The Noavel Headcollar

Whilst discussing the difficulty of shoeing some horses, a friend told me about the Noavel headstall.

Her horse is notoriously difficult to shoe and needs sedating by the vet. Obviously this is an expensive and time consuming procedure. This woman has owned the horse for over a year and whilst she has improved in other areas of her training, shoeing still remains an issue.

Now her farriers assistant has spent a lot of time in Australia and when he came back he suggested using the Rick Wheat Noavel headpiece. It worked a treat, and the mare stood perfectly still to be shod, but was still very aware of the comings and goings of the yard. The farrier said that this headpiece only needed to be used once before the horse learnt to behave and do as asked of him.

Naturally I was interested in this potentially useful piece of equipment, and after looking online realised it has some mixed reviews.

First of all, the leather bridle come headcollar is designed to fit comfortably over the horse’s ears and poll. It is bitless, but has a metal noseband, or bosal. It claims to be more humane than many other pieces of headgear as it does not restrict airflow or put something in the horses mouth. However, it does have a pressure point which works on a nerve on the left side of the horses head, which runs right up the cheek and to the poll. To me, there is a serious risk of causing permanent nerve damage if used incorrectly.

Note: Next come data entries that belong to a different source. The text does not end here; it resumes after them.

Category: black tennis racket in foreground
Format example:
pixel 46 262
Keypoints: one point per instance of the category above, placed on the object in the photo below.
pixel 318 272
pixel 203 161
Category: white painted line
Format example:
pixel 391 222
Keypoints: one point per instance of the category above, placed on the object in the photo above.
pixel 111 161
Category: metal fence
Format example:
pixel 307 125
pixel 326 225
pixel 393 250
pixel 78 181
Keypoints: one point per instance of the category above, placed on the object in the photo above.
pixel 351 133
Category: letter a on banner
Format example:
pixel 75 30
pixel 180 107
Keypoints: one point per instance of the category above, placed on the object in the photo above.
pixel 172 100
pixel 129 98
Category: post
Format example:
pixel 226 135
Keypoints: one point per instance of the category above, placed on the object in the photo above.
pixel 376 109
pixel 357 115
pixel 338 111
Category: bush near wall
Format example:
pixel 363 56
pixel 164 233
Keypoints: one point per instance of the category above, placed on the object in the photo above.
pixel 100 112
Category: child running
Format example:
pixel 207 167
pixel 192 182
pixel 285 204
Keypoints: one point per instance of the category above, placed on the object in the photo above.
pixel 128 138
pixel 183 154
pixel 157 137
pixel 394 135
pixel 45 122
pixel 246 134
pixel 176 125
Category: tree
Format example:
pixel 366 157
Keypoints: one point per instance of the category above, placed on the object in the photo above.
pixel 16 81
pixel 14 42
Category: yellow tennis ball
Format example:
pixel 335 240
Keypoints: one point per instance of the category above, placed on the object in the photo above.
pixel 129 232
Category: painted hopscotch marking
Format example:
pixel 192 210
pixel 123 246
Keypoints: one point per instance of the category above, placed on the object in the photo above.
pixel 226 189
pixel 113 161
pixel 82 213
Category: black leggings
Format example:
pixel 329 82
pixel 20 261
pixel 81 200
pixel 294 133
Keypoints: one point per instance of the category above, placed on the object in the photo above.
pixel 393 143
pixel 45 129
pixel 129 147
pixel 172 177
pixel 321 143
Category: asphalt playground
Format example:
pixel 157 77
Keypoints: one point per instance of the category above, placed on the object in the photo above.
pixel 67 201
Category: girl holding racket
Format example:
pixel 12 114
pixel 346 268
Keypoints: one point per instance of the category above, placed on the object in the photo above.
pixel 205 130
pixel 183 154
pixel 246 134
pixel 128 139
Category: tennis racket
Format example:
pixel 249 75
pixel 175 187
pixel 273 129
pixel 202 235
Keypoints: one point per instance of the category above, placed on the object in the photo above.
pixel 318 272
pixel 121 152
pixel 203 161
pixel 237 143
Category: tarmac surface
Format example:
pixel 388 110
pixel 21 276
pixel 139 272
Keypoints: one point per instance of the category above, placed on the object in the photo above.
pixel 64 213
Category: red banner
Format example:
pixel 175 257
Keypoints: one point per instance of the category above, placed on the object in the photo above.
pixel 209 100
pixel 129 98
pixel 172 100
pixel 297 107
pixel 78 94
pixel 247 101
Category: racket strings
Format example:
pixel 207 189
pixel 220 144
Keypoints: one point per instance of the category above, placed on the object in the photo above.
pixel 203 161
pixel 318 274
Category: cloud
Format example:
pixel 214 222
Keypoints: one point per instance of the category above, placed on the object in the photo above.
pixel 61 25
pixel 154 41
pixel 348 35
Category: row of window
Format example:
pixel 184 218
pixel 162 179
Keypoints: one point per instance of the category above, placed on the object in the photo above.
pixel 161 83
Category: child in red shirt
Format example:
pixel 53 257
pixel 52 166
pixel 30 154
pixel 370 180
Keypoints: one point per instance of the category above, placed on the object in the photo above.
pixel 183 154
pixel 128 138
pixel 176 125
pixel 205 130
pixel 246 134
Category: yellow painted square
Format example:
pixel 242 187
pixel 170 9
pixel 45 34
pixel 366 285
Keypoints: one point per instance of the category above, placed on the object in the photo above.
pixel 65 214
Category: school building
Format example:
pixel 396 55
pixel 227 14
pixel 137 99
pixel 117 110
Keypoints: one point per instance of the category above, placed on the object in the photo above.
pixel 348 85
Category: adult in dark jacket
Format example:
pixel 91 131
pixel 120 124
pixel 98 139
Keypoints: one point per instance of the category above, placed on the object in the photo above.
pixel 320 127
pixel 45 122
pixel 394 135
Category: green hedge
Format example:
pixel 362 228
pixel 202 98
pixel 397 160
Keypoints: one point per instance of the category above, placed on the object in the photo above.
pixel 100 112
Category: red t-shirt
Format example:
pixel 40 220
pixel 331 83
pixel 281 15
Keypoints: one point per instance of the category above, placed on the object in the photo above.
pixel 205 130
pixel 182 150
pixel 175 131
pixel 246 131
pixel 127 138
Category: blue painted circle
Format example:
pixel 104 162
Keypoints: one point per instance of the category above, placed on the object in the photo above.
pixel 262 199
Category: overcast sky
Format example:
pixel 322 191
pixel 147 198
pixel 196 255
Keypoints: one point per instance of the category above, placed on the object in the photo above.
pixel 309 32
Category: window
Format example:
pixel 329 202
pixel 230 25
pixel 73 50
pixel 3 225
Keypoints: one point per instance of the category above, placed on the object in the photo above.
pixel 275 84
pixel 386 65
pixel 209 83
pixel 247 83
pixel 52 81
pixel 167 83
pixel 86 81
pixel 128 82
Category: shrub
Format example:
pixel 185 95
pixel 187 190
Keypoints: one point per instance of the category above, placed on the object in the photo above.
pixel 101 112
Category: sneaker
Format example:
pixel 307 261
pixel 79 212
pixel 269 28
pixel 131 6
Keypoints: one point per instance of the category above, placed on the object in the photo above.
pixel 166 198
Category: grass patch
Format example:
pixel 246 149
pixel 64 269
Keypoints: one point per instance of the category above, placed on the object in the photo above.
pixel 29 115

The Noavel headpiece is advertised as being a training aid for the many behavioural problems:
shoeing problems
trailer loading
hard to catch
run away horses
biting
kicking
rearing
clipping
head shyness
barn soured
walking off while mounting
controlling miniature horses
halter breaking colts
head tossing.

There are many people who like this and find it can help unruly horses, but I think it should be a “use once and never again” tool when you reach crisis point in your training, such as my friend and her tricky mare. In the wrong hands the steel bosal is extremely harsh, and can bruise, cut and damage a horse’s face severely, which surely must cause future problems with head shyness?

One person on a forum put it quite succinctly;

It’s meant to drag the horse into submission instead of making a willing partner.

Don’t just go by what I say, there are plenty of sites with a lot of information and conflicting opinions to peruse.

2 thoughts on “The Noavel Headcollar

  1. horsesfortrail Jun 21, 2014 / 12:55 am

    We sometimes call it the “magic halter” syndrome. People want the fastfood, simple fix. The special piece of equipment or tack that will turn their ill-tempered horse into a pleasant, well-broke mount willing to do whatever they want. They read about or hear about some device that will solve their horse problems like “magic”. You see a lot of equipment sold at clinics where the clinician has used a product and people see results they want. They confuse the ability and experience of the expert with the product and assume it will work to solve their problem. Of course, it doesn’t.

    • therubbercurrycomb Jun 22, 2014 / 7:09 am

      You’ve summed it up really well 🙂 it’s all about creating a submissive horse very quickly to produce good results!